FG too high

Not sure what’s up here, two weeks ago I brewed the NB Bourbon Barrel porter extract kit and everything went great. OG was 1.065. Cooled the wort to around 64* ad pitched two packs of Danstar Windsor and kept the fermentation temp in the low 60’s. Had a bit of blowoff the first 24 hours and quite a bit of activity in the blowoff bucket for the first 4 days or so.

After a week I removed the blowoff assembly to replace it with a standard airlock at which point I took a gravity reading and it was around 1.025. I took it out of the swamp cooler and brought it up to high 60’s low 70’s in hopes to convince the yeast to finish the job. There were a few bubbles in the airlock over that time but not enough to see it move. It’s now 5 days later and I decided to take another reading and it hasn’t even budged. Still at 1.025.

Any idea on how to get the gravity down or anyway to get the ABV up (adding more fermentables)? I really wanted this to be around the high 6% to low 7% area.
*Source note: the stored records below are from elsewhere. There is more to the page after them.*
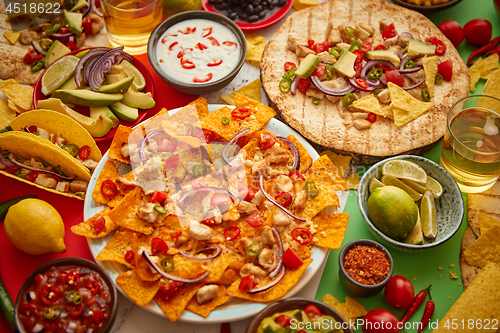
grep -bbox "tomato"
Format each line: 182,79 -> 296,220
385,69 -> 405,86
363,309 -> 399,333
438,20 -> 464,47
238,274 -> 258,291
283,248 -> 303,269
438,60 -> 453,82
304,304 -> 323,319
464,19 -> 493,45
382,23 -> 398,40
245,210 -> 264,228
384,275 -> 415,310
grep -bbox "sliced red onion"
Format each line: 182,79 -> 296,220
247,266 -> 285,294
277,136 -> 300,171
31,40 -> 47,55
179,244 -> 222,260
309,75 -> 354,97
9,153 -> 76,180
142,251 -> 208,283
221,128 -> 250,167
259,175 -> 306,222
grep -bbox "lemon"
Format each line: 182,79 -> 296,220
42,55 -> 80,96
163,0 -> 201,17
382,160 -> 427,184
420,191 -> 437,238
5,199 -> 66,255
368,186 -> 418,240
120,60 -> 146,91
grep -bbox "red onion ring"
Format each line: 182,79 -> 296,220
247,266 -> 285,294
9,153 -> 76,180
179,244 -> 222,260
309,75 -> 354,97
221,128 -> 250,167
142,251 -> 208,283
259,175 -> 306,222
277,136 -> 300,170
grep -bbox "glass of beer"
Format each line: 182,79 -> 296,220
101,0 -> 163,54
440,95 -> 500,193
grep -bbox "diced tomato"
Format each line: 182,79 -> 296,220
438,60 -> 453,82
385,69 -> 405,86
382,23 -> 398,40
151,237 -> 168,252
238,274 -> 258,291
245,210 -> 264,228
260,133 -> 276,150
283,248 -> 303,269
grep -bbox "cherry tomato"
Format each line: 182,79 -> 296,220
283,248 -> 303,269
363,309 -> 399,333
438,20 -> 464,47
464,19 -> 493,45
385,69 -> 405,86
384,275 -> 415,310
438,60 -> 453,82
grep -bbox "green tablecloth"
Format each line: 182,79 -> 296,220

From the web site: Moderate attenuation, which will leave a relatively high gravity.

http://www.danstaryeast.com/products/windsor-ale-yeast

There are a couple of reference to high FG on the NB review page.

Currently attenuation is ~61% and 5.5%ABV.
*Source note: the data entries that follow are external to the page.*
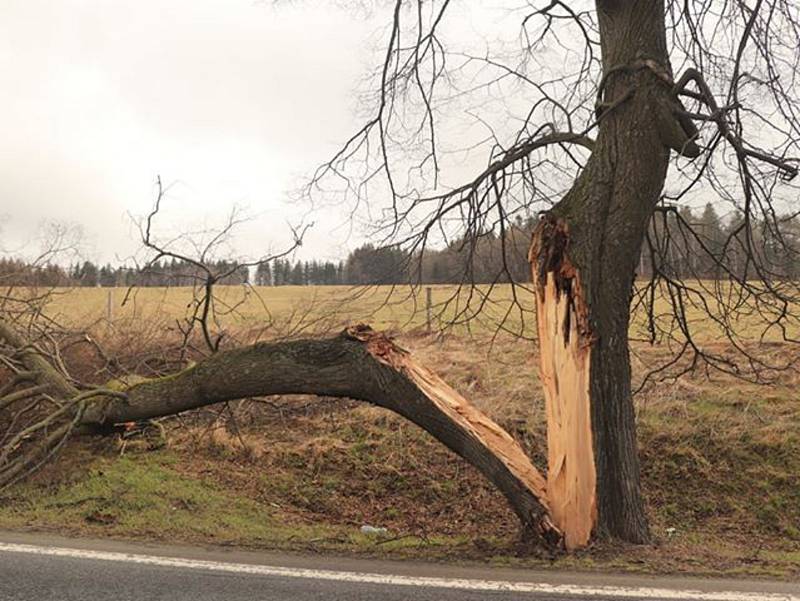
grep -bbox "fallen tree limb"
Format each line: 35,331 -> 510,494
81,326 -> 562,547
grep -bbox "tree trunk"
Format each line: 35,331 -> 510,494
82,326 -> 562,548
530,0 -> 688,548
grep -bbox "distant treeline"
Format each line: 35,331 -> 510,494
0,204 -> 800,287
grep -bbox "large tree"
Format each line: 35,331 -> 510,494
0,0 -> 800,548
309,0 -> 800,547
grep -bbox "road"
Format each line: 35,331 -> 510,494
0,532 -> 800,601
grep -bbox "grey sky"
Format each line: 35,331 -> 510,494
0,0 -> 386,261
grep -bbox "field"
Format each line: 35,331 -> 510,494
0,287 -> 800,577
40,281 -> 800,342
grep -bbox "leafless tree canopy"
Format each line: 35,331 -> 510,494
307,0 -> 800,379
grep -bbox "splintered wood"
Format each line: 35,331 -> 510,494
530,223 -> 597,549
348,326 -> 562,541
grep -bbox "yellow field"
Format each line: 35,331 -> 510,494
32,283 -> 800,342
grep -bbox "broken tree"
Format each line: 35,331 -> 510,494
0,321 -> 562,548
309,0 -> 800,548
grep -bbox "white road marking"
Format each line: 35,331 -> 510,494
0,543 -> 800,601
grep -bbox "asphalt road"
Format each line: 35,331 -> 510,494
0,533 -> 800,601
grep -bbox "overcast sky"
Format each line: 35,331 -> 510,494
0,0 -> 388,262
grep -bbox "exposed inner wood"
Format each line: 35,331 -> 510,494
0,326 -> 563,548
351,330 -> 557,537
530,222 -> 597,549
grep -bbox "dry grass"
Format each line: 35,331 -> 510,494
0,288 -> 800,576
34,282 -> 800,343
If you were to get to 1.015, that would be 77% and 6.6%ABV. So your ABV expectations are a bit high IMO.

You could try pitching some s-05. I would rehydrate it first. Possibly add it to a little DME to get it going and then add it to the fermenter.

Not too familiar with average attenuations for different yeasts, would mid to high 70’s be too high to expect for this yeast?

Of course I will be adding 16oz of bourbon to the beer in secondary so I suppose that should boost the alcohol up a little.

Maybe add 1 pound table sugar. That will boost the abv and may get the yeast going again and take a few more points off. 1 lb in 5 gal adds .008

With the manufactures reference to moderate attenuation and the dark LME, I’m guessing it finished. With that yeast.

gdtechvw’s thought of some simple sugar and adding some s-05 may help. I don’t think sugar alone will do anything.

Thanks for the input guys

^^^This. Or even add more if you want more alcohol. It’s your beer. Do what you like with it. Next time trade a pound or two of extract for table sugar up front, and/or use a more attenuative yeast, and avoid the problem altogether.

^^^This. Or even add more if you want more alcohol. It’s your beer. Do what you like with it. Next time trade a pound or two of extract for table sugar up front, and/or use a more attenuative yeast, and avoid the problem altogether.[/quote]

Sure adding some simple sugar will boost the ABV. I don’t believe it will do anything for the FG.

Even the perceived sweetness will not diminish with the higher ABV. At least that was my experience with a 19% mead that had a FG of 1.030.

Nighthawk is right too. A small “starter” of US-05 might take things down a few more points for this batch. You could even use a saison yeast like Danstar Belle Saison. Now that would take it down lower, and without significant flavor effect because the beer is already like 80% done fermenting.